И в этот момент белые услышали, что где-то на середине подъёма, выше их метров на триста, начался бой, кто-то теснил чёрных сверху. За изгибами лестницы этого боя не было видно, и рыцари не могли понять, что происходит, а чёрные, похоже, всё поняли, хвост их вытянутой на лестнице цепочки переключился на верхний бой. Белые ободрились и усилили натиск снизу. Чёрные, оказавшись зажатыми между двумя потоками наступающих, дрались всё более отчаянно, и всё более неосторожно, они хаотически сыпали бессмысленными ударами, словно желая побыстрее погибнуть и получая такую возможность. Наконец наступление сверху сомкнулось с наступлением снизу, между ними пал последний чёрный. Белый рыцарь увидел перед собой седобородого монаха в окровавленной серой сутане и с мечом в руках. Монах, переведя дух, сказал: «Черных больше нет на горе. Займитесь убитыми и ранеными».

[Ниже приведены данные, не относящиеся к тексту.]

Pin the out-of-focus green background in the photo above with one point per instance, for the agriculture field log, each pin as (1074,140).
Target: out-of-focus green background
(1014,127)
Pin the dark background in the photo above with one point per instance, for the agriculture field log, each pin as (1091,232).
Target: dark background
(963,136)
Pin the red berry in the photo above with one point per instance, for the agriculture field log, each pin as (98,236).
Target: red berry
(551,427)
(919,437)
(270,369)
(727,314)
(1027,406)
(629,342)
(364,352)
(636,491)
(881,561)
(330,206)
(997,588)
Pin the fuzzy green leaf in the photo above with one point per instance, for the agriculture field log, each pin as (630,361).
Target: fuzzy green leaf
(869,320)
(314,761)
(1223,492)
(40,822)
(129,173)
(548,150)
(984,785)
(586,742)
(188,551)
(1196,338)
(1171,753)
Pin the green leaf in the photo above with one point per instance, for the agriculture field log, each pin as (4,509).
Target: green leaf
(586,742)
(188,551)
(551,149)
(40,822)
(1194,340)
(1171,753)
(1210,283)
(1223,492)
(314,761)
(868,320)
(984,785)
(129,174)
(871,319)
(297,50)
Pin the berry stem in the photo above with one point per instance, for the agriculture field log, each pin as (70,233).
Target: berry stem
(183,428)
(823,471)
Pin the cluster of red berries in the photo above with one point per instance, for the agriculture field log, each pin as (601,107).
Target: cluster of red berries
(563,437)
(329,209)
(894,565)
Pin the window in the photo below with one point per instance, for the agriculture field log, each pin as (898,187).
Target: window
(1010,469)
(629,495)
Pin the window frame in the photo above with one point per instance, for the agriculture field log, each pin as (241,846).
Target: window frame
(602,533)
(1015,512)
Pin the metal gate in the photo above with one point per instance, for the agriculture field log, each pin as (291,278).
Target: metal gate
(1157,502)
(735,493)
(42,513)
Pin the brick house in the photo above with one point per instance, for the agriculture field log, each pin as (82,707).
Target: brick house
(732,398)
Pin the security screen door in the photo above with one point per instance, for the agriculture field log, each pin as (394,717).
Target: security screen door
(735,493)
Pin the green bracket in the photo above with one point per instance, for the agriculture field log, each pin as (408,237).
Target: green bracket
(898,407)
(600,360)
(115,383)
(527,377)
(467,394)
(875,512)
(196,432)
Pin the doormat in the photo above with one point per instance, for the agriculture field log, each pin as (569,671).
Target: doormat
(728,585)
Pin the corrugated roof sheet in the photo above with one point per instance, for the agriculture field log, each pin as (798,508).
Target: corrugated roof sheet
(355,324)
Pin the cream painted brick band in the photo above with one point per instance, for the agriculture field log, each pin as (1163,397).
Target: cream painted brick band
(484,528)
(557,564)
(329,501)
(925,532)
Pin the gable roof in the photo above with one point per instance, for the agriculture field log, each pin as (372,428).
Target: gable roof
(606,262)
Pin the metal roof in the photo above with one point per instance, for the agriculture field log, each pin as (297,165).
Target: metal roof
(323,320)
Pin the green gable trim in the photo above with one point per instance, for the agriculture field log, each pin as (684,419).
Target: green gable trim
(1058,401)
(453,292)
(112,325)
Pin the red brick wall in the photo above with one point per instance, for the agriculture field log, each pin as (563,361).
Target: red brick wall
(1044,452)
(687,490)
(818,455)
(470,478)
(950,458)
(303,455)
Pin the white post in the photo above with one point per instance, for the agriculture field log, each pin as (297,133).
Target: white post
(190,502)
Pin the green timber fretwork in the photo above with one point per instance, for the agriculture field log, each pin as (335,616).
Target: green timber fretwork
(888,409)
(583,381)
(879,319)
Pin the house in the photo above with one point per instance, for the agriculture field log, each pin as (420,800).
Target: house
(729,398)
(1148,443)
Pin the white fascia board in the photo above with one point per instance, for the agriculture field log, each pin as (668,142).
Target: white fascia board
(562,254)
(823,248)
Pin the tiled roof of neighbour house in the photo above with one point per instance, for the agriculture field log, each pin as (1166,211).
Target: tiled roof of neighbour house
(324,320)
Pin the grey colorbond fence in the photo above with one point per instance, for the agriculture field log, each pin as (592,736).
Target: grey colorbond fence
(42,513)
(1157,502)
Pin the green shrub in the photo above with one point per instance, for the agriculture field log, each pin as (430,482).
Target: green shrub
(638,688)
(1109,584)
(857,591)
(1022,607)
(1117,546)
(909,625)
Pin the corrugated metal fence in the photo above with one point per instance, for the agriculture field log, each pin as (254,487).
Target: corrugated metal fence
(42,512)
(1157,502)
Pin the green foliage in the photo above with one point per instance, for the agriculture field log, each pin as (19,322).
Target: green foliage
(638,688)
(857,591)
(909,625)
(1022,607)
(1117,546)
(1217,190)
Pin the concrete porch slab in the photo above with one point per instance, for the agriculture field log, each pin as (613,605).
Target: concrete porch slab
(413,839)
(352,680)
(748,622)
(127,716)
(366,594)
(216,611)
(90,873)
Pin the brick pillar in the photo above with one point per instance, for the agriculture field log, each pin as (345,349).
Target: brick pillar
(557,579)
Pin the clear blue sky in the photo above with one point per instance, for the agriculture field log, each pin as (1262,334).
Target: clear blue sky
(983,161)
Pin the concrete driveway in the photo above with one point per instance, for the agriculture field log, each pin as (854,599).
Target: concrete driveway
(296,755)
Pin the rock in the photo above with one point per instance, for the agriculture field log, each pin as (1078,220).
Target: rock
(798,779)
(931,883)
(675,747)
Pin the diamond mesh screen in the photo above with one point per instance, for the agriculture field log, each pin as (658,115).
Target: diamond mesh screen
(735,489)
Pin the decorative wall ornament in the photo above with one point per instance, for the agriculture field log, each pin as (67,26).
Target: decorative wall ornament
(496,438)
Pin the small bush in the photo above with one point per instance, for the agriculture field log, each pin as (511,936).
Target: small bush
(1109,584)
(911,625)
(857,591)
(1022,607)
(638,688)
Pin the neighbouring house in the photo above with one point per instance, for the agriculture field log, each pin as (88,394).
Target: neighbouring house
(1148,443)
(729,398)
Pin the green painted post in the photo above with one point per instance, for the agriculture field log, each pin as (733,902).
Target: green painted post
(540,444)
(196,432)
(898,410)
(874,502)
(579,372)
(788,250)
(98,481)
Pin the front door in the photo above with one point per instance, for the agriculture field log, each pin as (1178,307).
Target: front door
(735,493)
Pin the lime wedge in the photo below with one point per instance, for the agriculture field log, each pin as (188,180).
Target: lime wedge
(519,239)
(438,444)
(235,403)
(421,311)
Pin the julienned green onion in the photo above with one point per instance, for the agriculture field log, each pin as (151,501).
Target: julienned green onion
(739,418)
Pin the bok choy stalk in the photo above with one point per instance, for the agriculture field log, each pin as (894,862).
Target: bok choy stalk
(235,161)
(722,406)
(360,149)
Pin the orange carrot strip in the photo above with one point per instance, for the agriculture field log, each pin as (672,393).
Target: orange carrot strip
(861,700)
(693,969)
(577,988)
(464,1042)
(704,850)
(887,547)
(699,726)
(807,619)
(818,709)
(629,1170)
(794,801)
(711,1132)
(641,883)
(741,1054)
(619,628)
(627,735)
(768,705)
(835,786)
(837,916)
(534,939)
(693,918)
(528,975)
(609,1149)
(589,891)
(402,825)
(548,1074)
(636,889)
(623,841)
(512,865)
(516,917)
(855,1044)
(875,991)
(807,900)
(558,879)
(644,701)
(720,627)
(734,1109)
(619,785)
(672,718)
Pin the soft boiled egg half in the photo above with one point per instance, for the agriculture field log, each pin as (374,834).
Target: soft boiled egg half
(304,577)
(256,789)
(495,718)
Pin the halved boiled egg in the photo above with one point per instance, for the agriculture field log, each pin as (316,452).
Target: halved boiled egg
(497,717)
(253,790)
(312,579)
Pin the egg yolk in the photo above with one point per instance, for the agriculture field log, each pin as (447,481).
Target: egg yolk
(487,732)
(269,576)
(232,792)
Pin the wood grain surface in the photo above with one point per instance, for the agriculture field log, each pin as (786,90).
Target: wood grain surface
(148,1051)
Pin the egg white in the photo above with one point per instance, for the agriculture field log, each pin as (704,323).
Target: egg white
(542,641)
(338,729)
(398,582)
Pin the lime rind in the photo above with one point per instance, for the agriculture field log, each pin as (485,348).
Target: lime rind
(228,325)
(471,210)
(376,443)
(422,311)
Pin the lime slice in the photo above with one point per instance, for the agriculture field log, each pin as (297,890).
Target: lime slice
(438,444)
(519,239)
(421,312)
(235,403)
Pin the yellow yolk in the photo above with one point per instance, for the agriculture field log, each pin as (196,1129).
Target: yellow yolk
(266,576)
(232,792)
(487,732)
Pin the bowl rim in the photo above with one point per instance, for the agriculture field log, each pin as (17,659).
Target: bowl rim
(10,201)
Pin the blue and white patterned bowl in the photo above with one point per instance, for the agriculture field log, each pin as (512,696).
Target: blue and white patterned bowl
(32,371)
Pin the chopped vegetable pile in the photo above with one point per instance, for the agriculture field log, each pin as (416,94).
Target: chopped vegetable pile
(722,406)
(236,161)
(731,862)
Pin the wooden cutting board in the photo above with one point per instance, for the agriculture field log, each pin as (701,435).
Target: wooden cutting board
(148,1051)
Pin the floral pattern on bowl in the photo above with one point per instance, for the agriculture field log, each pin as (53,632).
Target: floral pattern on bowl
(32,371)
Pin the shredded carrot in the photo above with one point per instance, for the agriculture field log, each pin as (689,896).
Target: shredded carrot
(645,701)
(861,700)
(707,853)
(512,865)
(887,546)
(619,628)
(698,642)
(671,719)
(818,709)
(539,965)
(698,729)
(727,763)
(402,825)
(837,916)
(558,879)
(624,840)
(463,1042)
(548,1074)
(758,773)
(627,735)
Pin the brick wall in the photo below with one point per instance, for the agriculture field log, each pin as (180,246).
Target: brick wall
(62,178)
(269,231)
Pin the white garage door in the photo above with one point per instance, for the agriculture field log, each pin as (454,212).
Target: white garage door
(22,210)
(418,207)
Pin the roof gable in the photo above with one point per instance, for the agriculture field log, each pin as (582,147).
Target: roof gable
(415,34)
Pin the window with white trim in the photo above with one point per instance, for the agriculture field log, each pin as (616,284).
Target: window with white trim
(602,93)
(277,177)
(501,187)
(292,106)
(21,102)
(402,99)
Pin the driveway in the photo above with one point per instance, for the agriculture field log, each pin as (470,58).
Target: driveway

Теперь плоты пошли в обратном направлении, к внешнему берегу канала. На плотах лежали мертвые рыцари, и белые, и черные вперемешку. Раненых перевозили отдельно, но только белых, черных добивали сразу, они и сами ничего другого не желали, их жизнь закончилась не сегодня. Уже смеркалось, когда лестницу полностью очистили от тел. Ариэль, Стратоник и Жан, оставив Марка командовать на берегу и взяв с собой лишь десяток рыцарей, подплыли на плоту к подъему и начали восхождение. Принц поднимался по окровавленным ступеням первым, даже не пытаясь сдерживать слезы. Он поневоле вспоминал тот давний подъем на гору, такой мирный, молитвенный и благодатный. Сегодняшний подъем по лужам крови после жуткого побоища, в котором он не участвовал, казался почти кощунственным. Гора теперь была овеяна смертью, вокруг ещё витали души тех, чья жизнь только что прекратилась. Ариэль ни как не мог привыкнуть к этому парадоксу: спасая святое место от осквернения, они сами его осквернили. Спасая свои души, они губили их. Но другого выхода не было, и в правильности пути сомнений не возникало. Он, принц, должен был шагать наверх, к трону, по лужам крови. И принимать участие в сегодняшнем бою он не имел права вовсе не из боязни оскверниться, ведь, посылая рыцарей на смерть, он осквернился не меньше, а даже больше их. Но его жизнь теперь ему не принадлежала, она принадлежала всему царству, так что бросать себя в кровавую мясорубку он больше не мог.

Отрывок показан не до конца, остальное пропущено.